Hi all, I am desperately looking for a reference for a summation formula, which I have obtained with Mathematica.
$$\sum_{k=1}^\infty{\frac{(-z)^k}{[(k+1)!]^2}H_{k+2}}=\frac{1}{2z^{3/2}}\left[\sqrt{z}\left[2-3z+\pi\operatorname{Y}_0\left(2\sqrt{z}\right)\right]-2\operatorname{J}_1\left(2\sqrt{z}\right)-\sqrt{z}\operatorname{J}_0\left(2\sqrt{z}\right)\left[2\gamma+\log z\right]\right]$$

where $H_k=\sum_{n=1}^k{1/n}$ is the k-th harmonic number, J and Y are Bessel functions and $\gamma$ is the Euler-Mascheroni constant. I couldn't find anything resembling the formula in any of the standard books.
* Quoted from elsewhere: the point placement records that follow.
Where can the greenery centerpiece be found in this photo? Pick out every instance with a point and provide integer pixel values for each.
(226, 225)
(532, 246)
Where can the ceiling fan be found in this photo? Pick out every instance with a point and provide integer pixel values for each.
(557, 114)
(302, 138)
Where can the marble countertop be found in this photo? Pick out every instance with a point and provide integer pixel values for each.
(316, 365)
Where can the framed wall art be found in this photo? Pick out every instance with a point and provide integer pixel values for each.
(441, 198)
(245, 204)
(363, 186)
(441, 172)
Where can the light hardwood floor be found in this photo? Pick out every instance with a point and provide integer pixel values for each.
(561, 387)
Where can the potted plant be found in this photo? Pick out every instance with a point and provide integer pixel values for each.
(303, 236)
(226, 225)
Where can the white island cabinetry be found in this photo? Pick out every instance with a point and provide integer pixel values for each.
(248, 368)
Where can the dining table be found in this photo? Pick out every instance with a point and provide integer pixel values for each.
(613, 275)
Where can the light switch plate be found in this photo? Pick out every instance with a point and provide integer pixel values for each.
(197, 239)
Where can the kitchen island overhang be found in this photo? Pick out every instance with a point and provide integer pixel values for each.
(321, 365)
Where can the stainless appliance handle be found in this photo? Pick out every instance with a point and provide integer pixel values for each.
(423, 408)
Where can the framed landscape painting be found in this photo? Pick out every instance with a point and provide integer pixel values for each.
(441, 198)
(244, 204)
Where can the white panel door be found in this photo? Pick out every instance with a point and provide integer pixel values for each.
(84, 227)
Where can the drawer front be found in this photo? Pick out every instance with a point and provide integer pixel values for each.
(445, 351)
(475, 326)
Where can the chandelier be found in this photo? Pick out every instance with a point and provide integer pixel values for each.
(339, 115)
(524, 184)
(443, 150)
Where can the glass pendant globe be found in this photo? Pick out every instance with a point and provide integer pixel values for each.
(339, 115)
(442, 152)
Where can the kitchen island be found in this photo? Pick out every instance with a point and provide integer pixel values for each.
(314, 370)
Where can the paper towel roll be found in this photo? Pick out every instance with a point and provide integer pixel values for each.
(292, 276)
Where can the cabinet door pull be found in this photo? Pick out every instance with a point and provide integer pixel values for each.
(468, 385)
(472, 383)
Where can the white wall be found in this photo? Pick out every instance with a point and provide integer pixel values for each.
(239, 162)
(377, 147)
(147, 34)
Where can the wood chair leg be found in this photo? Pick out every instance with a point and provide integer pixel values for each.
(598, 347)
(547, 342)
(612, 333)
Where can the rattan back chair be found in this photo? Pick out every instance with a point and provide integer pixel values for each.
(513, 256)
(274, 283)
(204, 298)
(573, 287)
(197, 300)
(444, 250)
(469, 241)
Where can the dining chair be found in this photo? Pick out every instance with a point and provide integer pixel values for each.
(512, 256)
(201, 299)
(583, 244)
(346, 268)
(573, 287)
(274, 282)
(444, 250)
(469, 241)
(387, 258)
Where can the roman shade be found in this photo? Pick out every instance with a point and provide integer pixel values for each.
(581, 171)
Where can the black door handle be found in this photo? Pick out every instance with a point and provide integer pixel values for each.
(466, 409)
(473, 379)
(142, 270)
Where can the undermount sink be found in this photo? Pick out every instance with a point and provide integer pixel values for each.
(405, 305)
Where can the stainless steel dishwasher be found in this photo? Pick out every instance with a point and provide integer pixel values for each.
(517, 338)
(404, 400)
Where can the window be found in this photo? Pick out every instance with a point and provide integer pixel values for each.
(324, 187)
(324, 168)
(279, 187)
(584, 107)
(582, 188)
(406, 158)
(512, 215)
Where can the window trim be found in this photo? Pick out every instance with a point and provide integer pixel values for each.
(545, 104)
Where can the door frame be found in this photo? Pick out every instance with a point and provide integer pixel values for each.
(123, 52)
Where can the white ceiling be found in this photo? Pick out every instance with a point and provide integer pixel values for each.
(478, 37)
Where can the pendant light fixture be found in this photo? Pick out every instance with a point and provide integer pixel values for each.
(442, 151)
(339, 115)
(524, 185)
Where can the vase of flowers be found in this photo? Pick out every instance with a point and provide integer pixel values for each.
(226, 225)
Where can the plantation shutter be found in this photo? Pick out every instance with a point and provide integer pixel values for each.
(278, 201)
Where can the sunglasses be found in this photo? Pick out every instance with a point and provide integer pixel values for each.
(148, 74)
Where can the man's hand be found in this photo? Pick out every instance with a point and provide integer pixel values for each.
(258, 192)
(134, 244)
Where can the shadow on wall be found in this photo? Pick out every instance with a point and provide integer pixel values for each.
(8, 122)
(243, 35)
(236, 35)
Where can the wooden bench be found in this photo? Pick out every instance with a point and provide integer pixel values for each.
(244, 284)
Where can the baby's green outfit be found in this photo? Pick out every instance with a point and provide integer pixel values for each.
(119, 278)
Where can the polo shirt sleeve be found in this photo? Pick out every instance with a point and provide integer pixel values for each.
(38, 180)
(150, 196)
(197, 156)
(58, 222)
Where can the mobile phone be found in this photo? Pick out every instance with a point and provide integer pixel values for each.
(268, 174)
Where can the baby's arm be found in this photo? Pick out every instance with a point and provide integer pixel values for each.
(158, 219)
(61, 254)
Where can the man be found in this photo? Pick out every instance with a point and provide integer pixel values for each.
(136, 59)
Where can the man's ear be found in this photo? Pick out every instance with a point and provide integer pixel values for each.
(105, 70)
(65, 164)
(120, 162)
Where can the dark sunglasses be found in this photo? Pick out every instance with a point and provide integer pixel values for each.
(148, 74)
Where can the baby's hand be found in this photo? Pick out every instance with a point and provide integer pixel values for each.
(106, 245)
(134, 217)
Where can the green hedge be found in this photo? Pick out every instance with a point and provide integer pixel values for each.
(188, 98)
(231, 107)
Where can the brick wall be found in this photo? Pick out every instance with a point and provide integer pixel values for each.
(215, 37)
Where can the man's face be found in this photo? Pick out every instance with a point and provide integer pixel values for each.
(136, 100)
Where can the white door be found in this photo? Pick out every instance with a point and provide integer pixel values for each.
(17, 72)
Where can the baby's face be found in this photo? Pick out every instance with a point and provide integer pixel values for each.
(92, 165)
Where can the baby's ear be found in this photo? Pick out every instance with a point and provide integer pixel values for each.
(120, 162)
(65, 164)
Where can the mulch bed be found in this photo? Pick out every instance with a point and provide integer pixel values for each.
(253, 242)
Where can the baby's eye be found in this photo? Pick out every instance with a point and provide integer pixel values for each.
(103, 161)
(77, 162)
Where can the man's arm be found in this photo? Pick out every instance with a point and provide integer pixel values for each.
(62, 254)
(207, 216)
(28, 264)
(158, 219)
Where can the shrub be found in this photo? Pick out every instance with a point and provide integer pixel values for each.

Of course, any hints as to how to prove the relation from scratch are also highly appreciated.

Thank you,
Pere

Last edited: May 27, 2010
2. May 27, 2010

### Pere Callahan

I now managed to show that the formula is equivalent to showing that
$$\int_0^1 \frac{J_0\left(2 \sqrt{z}\right)-x J_0\left(2 \sqrt{x} \sqrt{z}\right)}{(x-1) z} \, dx$$
$$=\frac{\sqrt{z} \left(\pi Y_0\left(2 \sqrt{z}\right)+(\log (z)+2 \gamma ) J_2\left(2 \sqrt{z}\right)\right)-(\log (z)+2 \gamma +2) J_1\left(2 \sqrt{z}\right)}{2 z^{3/2}}.$$

Maybe any hints on how to do this integral?

Thanks,
Pere